Trabalhadores resgatados de caso análogo à escravidão em vinícolas no Rio Grande do Sul, em fevereiro, devem ser assentados em fazendas de criação de cabra no interior da Bahia.
O projeto “Vida Pós Resgate”, do MPT (Ministério Público do Trabalho) em parceria com a UFBA (Universidade Federal da Bahia), começou no mês passado a procura por terrenos nas cidades de Serrinha, Conceição do Coité, Monte Santo e São Domingos, na região Sisaleira da Bahia (no nordeste do estado, a cerca de 200 km de Salvador).
O assentamento está em fase inicial, e é o terceiro do projeto do MPT e UFBA iniciado em 2021. Antes, foram conduzidos um em Una, na região cacaueira, e outro em Aracatu, no sudoeste do estado.
O plano é reinserir os resgatados e suas famílias no trabalho do campo, em culturas orgânicas sem uso de agrotóxicos e organizados em forma de associações. A renda virá da produção de leite e da venda de carnes.
O projeto é bancado com recursos de indenizações por danos morais coletivos das ações judiciais movidas contra as empresas flagradas com o trabalho análogo ao escravo.
A previsão é que pouco menos da metade dos 194 baianos que retornaram ao estado após o episódio no Sul sejam assentados nas fazendas.
Um total de 207 trabalhadores foram encontrados em situação de trabalho considerado degradante em um alojamento da empresa Fênix, em Bento Gonçalves, na serra gaúcha. A empresa prestava serviço às vinícolas Aurora, Garibaldi e Salton.
A procura de trabalhadores para o projeto foi feita considerando as 27 cidades em que eles moram na Bahia. Os quatro locais escolhidos são onde estão concentrados mais resgatados —em sua maioria experientes na caprinocultura.
O processo está mais avançado nas cidades de Monte Santo e Conceição do Coité, onde as prefeituras concordaram em cooperar e já atuam no projeto.
O MPT aguarda ainda a assinatura de um termo de cooperação com o Governo da Bahia, que já sinalizou interesse. Em março, o órgão assinou um termo de cooperação técnica com o Governo do Rio Grande do Sul.
Apesar do ânimo com o projeto de reintegração dos trabalhadores, a execução é lenta.
“A ansiedade é gigantesca para que funcione. Enquanto isso, as contas não esperam para serem pagas. Se não fosse um projeto com ajuda de custo, ninguém [dos trabalhadores] ficava”, afirma a coordenadora nacional de Erradicação do Trabalho Escravo do MPT, Lys Sobral Cardoso.

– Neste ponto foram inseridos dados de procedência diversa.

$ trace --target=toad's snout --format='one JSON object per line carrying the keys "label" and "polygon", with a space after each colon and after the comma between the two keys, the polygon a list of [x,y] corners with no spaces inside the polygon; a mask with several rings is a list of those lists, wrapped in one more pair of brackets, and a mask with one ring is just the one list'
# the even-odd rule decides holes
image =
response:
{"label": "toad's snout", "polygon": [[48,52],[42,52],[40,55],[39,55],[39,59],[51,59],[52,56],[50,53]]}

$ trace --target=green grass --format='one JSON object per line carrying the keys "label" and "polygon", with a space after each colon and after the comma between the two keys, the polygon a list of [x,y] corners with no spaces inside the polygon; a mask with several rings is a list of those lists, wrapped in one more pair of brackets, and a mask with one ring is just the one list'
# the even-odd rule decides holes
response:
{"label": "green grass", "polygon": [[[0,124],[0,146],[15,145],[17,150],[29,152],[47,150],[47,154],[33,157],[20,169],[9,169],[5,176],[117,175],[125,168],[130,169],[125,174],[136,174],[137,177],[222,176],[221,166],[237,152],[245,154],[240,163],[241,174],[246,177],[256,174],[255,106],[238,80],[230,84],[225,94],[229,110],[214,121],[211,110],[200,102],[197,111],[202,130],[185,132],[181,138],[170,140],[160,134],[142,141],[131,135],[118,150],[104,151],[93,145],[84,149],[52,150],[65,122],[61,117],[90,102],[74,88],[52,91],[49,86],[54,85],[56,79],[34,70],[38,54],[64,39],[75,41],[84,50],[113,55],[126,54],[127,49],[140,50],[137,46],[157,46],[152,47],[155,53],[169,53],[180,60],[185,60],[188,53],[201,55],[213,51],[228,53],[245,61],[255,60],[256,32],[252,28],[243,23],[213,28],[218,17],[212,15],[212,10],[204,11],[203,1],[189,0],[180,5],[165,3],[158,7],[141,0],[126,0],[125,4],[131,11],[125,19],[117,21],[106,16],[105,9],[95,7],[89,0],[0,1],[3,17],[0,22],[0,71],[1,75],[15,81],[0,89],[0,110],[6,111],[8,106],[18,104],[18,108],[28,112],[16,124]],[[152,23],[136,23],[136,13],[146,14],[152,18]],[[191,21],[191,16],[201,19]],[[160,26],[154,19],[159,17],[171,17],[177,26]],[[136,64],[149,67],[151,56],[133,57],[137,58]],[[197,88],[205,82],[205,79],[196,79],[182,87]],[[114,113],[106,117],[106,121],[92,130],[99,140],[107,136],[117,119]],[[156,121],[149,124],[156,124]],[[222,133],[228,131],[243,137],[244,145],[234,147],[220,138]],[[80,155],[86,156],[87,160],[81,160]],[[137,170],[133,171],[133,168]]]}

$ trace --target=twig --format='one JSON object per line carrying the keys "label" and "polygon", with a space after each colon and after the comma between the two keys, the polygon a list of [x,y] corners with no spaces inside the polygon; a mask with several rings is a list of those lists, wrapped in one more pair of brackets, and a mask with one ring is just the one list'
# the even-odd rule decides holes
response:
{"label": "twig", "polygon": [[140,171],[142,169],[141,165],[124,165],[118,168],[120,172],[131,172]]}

Na Bahia, os resgatados estão sendo acompanhados pelo Cras (Centro de Referência de Assistência Social) e pelo Creas (Centro de Referência Especializado de Assistência Social).
A assistência social é responsável pela emissão de documentos dos trabalhadores resgatados. Alguns estavam sem identidade. “Os documentos ficaram retidos na fazenda e, por medo, alguns largaram lá”, diz o coordenador das ações de pós-resgate da Secretaria Estadual da Justiça, Admar Júnior.
Durante os cadastros nos centros, se autodeclararam negros 77% dos homens que retornaram ao estado.
Os trabalhadores foram inscritos no Cadúnico, o que permite prioridade no auxílio aluguel e no Minha Casa, Minha Vida. Eles receberam a primeira parte da indenização das vinícolas e conseguiram o seguro desemprego.
Uma pesquisa do projeto mostrou, entretanto, que as pessoas continuam em empregos precários após serem resgatadas do trabalho análogo à escravidão.
“Mesmo as pessoas capacitadas para o mercado formal não foram absorvidas e, ao procurar empresas para priorizar os resgatados, nada mudou: baixo tempo de empregabilidade e salário baixo, da forma precária de antes”, diz a procuradora Lys Sobral.
Entre os baianos que foram encontrados nas vinícolas, apenas sete conseguiram voltar ao mercado de trabalho com carteira assinada até o momento.
Segundo Admar Júnior, a Bahia registrou 248 resgates de trabalhadores em situação análoga à escravidão neste ano, dentro e fora do estado. O número é o maior dos últimos três anos.
Em todo o Brasil, foram 918 pessoas encontradas em condições degradantes de trabalho entre janeiro e março, número recorde em um primeiro trimestre nos últimos 15 anos.
Procuradas, as vinícolas afirmam que estão tomando medidas para evitar novos episódios como o de fevereiro.
Em nota, a Aurora afirmou que não vai mais terceirizar mão de obra no período de safra. A Salton reforçou que implantou critérios mais rigorosos no processo de seleção e contratação de fornecedores. Já a Garibaldi disse que busca o aperfeiçoamento na seleção de prestadores de serviço.